Attitudes about the name are generally split along generational lines. An earlier generation helped redeem the neighborhood from fraternities and slumlords who packed students into old houses, from basement to attic. We were proud of how the neighborhood produced progressive political leaders.
More recent purchasers have generally liked its location and new-found status. They haven’t been particularly interested in the neighborhood’s history or its historic buildings.
A recent appeal to rename proclaimed: “...each new generation has a right and responsibility to make its own moral judgments, informed by history but not beholden to the past for the past’s sake.” The white supremacists of 1898 probably felt the same way.
Preservation North Carolina, where I work, has long tried to use preservation to advance civil rights and social justice. The antebellum Bellamy Mansion in Wilmington and its restored slave quarters have hosted numerous tours and thought-provoking programs about slavery, 1898, the Wilmington Ten, and more. The state highway marker at the site honors an enslaved plasterer, not the slave-holding family.
We need to encourage uncomfortable conversations and thoughtful action that benefits the future. Can we discuss the lives of slaveholders within the context of their day without being shut down? Can we research the enslaved people who once lived near Cameron Park?

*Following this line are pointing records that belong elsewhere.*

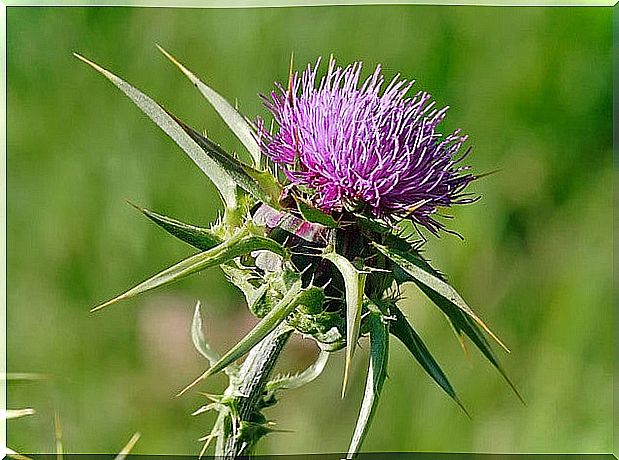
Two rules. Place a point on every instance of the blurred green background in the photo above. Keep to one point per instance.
(532, 87)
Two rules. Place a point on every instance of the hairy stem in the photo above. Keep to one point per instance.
(254, 375)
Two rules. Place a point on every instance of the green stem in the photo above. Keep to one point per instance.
(254, 375)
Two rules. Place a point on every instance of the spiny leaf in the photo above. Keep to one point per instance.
(377, 372)
(314, 215)
(462, 322)
(260, 184)
(236, 246)
(128, 447)
(198, 237)
(162, 118)
(403, 330)
(58, 433)
(302, 378)
(354, 281)
(418, 270)
(293, 298)
(235, 121)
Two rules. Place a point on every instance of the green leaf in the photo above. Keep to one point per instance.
(377, 372)
(354, 282)
(423, 275)
(311, 214)
(293, 298)
(463, 323)
(310, 374)
(198, 237)
(240, 244)
(403, 330)
(235, 121)
(163, 119)
(122, 455)
(260, 184)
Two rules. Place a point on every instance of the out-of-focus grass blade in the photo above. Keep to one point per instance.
(303, 378)
(293, 298)
(128, 447)
(199, 340)
(418, 270)
(377, 372)
(236, 246)
(403, 330)
(12, 454)
(235, 121)
(201, 344)
(198, 237)
(162, 118)
(9, 414)
(260, 184)
(58, 433)
(354, 281)
(463, 323)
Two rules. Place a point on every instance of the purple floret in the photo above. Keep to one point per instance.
(354, 146)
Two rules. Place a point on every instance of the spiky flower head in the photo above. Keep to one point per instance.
(351, 146)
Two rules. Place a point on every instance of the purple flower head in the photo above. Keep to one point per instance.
(353, 146)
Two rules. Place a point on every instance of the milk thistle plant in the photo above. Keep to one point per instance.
(312, 234)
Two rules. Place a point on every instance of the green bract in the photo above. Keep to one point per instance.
(334, 279)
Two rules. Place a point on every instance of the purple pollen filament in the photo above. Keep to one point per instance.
(355, 148)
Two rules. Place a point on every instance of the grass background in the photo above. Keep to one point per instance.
(532, 87)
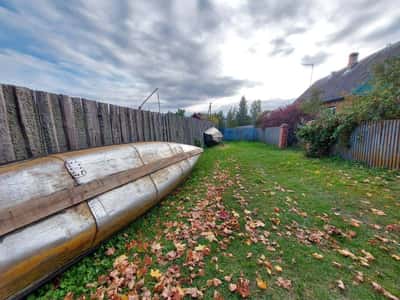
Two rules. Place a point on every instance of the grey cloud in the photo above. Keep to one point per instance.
(281, 47)
(129, 48)
(388, 32)
(315, 59)
(279, 11)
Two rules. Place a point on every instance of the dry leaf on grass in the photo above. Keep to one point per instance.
(340, 284)
(317, 255)
(243, 287)
(378, 288)
(110, 251)
(378, 212)
(284, 283)
(261, 283)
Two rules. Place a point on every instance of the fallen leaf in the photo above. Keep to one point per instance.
(358, 278)
(378, 212)
(261, 283)
(217, 296)
(336, 264)
(378, 288)
(317, 255)
(214, 282)
(69, 296)
(284, 283)
(232, 287)
(193, 292)
(278, 269)
(340, 284)
(243, 287)
(110, 251)
(155, 273)
(396, 257)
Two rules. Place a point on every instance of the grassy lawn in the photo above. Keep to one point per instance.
(259, 222)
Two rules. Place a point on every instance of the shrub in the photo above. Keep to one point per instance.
(381, 103)
(291, 114)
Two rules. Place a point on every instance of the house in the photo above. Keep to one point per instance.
(353, 79)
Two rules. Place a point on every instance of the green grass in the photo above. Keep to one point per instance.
(275, 185)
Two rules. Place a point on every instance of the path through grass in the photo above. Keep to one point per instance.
(253, 221)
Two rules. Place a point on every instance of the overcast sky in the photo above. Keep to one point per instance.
(193, 51)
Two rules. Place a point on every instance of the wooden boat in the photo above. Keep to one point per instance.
(212, 136)
(56, 209)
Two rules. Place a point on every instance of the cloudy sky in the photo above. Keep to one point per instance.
(193, 51)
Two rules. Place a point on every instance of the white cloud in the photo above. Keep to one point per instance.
(194, 51)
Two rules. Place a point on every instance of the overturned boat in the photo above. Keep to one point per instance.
(212, 136)
(56, 209)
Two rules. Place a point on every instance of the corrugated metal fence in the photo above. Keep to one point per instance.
(376, 142)
(240, 134)
(36, 123)
(268, 135)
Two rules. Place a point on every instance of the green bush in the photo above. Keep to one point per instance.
(381, 103)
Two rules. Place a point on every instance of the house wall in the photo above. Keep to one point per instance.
(340, 105)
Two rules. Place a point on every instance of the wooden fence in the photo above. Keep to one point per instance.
(36, 123)
(376, 143)
(269, 135)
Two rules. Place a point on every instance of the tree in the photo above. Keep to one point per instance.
(242, 116)
(314, 105)
(255, 111)
(221, 120)
(180, 112)
(231, 118)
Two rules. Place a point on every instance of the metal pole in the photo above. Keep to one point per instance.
(158, 99)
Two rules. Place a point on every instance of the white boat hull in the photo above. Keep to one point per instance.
(32, 252)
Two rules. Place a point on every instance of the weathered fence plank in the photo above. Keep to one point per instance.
(123, 116)
(115, 124)
(30, 122)
(376, 143)
(7, 147)
(92, 123)
(80, 123)
(37, 123)
(105, 123)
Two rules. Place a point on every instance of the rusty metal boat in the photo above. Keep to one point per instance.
(212, 136)
(56, 209)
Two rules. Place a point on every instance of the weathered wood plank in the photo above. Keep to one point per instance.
(124, 118)
(69, 122)
(29, 118)
(133, 125)
(115, 124)
(146, 126)
(139, 122)
(38, 208)
(7, 148)
(80, 123)
(105, 123)
(92, 123)
(47, 121)
(17, 137)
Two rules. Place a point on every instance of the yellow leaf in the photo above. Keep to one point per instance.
(278, 268)
(261, 283)
(317, 255)
(199, 248)
(155, 273)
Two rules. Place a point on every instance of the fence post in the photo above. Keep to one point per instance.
(283, 134)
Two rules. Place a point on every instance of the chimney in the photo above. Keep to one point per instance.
(353, 59)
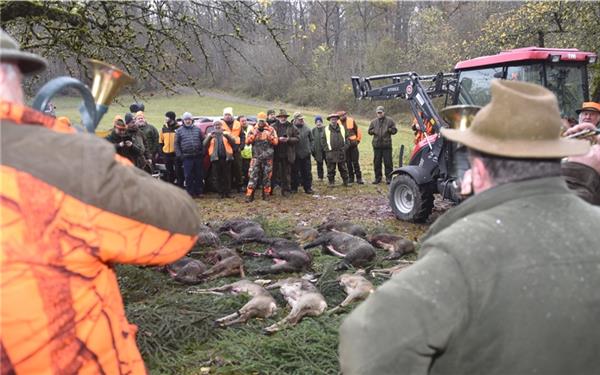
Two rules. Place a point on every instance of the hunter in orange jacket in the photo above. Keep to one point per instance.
(70, 210)
(352, 154)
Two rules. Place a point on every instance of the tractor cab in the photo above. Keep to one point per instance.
(563, 71)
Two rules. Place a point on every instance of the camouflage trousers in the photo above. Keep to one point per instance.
(260, 168)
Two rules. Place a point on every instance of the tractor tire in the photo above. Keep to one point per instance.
(410, 201)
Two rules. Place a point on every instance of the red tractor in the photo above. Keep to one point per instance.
(436, 165)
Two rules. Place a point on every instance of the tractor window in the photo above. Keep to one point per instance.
(567, 83)
(474, 85)
(528, 73)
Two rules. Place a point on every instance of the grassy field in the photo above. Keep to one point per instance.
(176, 332)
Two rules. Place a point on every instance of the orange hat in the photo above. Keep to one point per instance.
(589, 106)
(118, 122)
(64, 120)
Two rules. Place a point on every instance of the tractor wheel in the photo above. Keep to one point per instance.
(410, 201)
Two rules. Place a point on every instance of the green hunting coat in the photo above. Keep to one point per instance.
(508, 282)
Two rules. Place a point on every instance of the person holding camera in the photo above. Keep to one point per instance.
(125, 145)
(285, 151)
(335, 143)
(262, 138)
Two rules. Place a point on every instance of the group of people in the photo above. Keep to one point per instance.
(506, 282)
(245, 156)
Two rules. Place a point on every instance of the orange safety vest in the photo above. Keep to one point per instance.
(349, 125)
(235, 131)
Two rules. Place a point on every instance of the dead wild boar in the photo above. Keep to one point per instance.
(356, 286)
(344, 226)
(354, 250)
(186, 270)
(304, 301)
(396, 245)
(226, 262)
(288, 256)
(305, 233)
(208, 237)
(242, 231)
(262, 304)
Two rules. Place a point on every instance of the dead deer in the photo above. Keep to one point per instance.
(303, 297)
(262, 304)
(356, 286)
(388, 272)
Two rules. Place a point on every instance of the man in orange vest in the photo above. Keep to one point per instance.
(71, 209)
(233, 127)
(220, 150)
(352, 155)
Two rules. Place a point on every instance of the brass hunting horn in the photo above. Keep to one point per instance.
(108, 81)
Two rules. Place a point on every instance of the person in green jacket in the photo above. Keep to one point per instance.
(507, 282)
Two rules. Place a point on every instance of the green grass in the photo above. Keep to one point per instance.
(176, 332)
(212, 105)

Reach out to identify their descendants?
Perhaps the neighborhood could refocus its energy to create scholarships for Historically Black Colleges and University students or for descendants of Cameron slaves, which would have lasting impact plus bring the neighborhood together.
In the end, if Cameron Park is renamed, we can settle back in our comfortable homes, feel righteous, and not be bothered again by the thorny history of race.